他名義は“ほっけ”等。主な話題は、アニメやネットや歴史認識の感想。ときどき著名人は敬称略。

橋下徹市長が従軍慰安婦問題について、日本だけがやったことではないという正当化をくりかえしたらしい

慰安所制度は、他国のさまざまな戦争犯罪と通じる部分も異なる部分もあり、それをくわしく調べることは大切だろう。しかし、今もまだこのような見解にとどまっているようでは、批判をそらすことが目的と考えざるをえない。
http://www.asahi.com/politics/update/0709/OSK201307090056.html

(旧日本軍の慰安婦問題を)世界各国がどういう風に見ているかといえば、ナチス・ドイツユダヤ人大虐殺、ホロコーストとか黒人奴隷と同じように扱われている。僕はそれはちょっと違うんじゃないですかということを言った。
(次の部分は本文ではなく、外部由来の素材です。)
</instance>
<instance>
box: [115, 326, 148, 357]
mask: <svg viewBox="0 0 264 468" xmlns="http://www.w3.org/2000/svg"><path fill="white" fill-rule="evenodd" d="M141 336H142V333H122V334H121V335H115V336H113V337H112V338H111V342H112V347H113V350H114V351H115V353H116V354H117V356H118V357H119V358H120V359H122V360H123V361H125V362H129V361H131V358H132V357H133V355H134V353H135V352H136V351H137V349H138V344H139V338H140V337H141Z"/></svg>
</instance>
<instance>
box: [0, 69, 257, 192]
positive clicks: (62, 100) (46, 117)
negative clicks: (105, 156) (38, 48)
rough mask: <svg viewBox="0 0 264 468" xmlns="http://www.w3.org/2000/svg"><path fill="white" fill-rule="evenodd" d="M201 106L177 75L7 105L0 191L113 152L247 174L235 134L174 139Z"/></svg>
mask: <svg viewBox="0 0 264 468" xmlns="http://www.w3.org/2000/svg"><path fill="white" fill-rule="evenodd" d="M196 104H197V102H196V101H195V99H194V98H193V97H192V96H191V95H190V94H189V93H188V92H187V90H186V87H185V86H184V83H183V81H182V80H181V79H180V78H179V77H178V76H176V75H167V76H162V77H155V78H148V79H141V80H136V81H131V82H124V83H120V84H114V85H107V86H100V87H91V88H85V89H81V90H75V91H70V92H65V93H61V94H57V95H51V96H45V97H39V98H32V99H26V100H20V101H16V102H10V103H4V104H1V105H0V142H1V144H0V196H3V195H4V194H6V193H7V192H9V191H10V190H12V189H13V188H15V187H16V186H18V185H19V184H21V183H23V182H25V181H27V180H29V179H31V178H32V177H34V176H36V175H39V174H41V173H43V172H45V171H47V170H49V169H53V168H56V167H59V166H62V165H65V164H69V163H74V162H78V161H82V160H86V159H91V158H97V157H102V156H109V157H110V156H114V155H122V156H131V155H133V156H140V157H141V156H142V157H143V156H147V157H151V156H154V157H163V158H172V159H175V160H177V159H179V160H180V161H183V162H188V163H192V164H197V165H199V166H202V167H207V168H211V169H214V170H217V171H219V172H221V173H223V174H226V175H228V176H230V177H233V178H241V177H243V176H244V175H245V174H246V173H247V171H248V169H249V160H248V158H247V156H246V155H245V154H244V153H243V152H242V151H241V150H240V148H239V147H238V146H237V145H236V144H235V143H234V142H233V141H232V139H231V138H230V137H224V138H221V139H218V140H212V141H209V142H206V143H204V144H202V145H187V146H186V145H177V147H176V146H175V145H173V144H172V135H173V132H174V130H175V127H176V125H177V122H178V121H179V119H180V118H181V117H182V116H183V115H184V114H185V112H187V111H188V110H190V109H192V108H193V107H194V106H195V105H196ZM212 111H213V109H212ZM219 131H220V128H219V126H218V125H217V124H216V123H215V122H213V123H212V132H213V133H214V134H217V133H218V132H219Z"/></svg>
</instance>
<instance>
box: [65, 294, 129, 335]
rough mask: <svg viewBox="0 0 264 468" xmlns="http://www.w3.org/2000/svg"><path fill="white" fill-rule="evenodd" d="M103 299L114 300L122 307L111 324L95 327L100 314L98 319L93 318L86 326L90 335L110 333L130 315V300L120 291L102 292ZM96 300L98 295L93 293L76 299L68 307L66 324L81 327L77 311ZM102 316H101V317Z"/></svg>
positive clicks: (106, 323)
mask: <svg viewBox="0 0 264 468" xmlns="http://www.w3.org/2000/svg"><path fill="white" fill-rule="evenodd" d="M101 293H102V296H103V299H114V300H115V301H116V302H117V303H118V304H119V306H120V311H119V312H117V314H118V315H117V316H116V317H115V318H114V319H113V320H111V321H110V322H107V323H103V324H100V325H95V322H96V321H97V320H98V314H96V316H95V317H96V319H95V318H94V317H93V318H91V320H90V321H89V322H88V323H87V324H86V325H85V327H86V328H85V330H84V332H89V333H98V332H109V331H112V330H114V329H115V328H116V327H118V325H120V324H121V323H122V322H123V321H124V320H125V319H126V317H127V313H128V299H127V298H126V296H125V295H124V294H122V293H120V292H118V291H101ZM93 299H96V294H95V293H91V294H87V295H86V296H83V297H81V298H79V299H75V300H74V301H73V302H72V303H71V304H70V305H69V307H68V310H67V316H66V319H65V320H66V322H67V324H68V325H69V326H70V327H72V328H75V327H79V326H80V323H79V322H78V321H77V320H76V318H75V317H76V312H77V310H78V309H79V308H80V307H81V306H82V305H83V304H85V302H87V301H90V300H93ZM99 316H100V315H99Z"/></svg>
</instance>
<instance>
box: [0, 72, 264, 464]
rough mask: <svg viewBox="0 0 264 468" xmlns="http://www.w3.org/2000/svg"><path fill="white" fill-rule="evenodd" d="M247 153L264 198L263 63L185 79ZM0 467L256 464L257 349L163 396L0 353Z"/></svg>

世界各国の軍が、イギリス軍もアメリカ軍もドイツ軍もフランス軍も、第2次世界大戦以後の朝鮮戦争時やベトナム戦争時においては韓国軍も、あってはならないことだけれども、戦争当時、戦地において女性を性の対象として利用したのは厳然たる歴史的な事実だ。

そもそも黒人奴隷やホロコーストと同じようにあつかわれているというなら、他国でもおこなわれていた問題という論点にすりかえる意味がない。黒人奴隷制度もホロコーストも他国でおこなわれていた問題なのだから。
それに、歴史をみれば「奴隷」にしたって「黒人奴隷」に限られているわけではない。たとえば日本の公娼制度なども奴隷制度とみなされていた。つまり、規模が大きかったり有名だったりする問題を特筆して論じることを、ここで橋下市長自身が実行している。これでは日本軍の従軍慰安婦が特筆して批判されることをさえぎることはできまい。もっとも、橋下市長は奴隷制度の深い知見を持っていないままだろうし*1、ここで自縄自縛におちいっている自覚はないのだろう。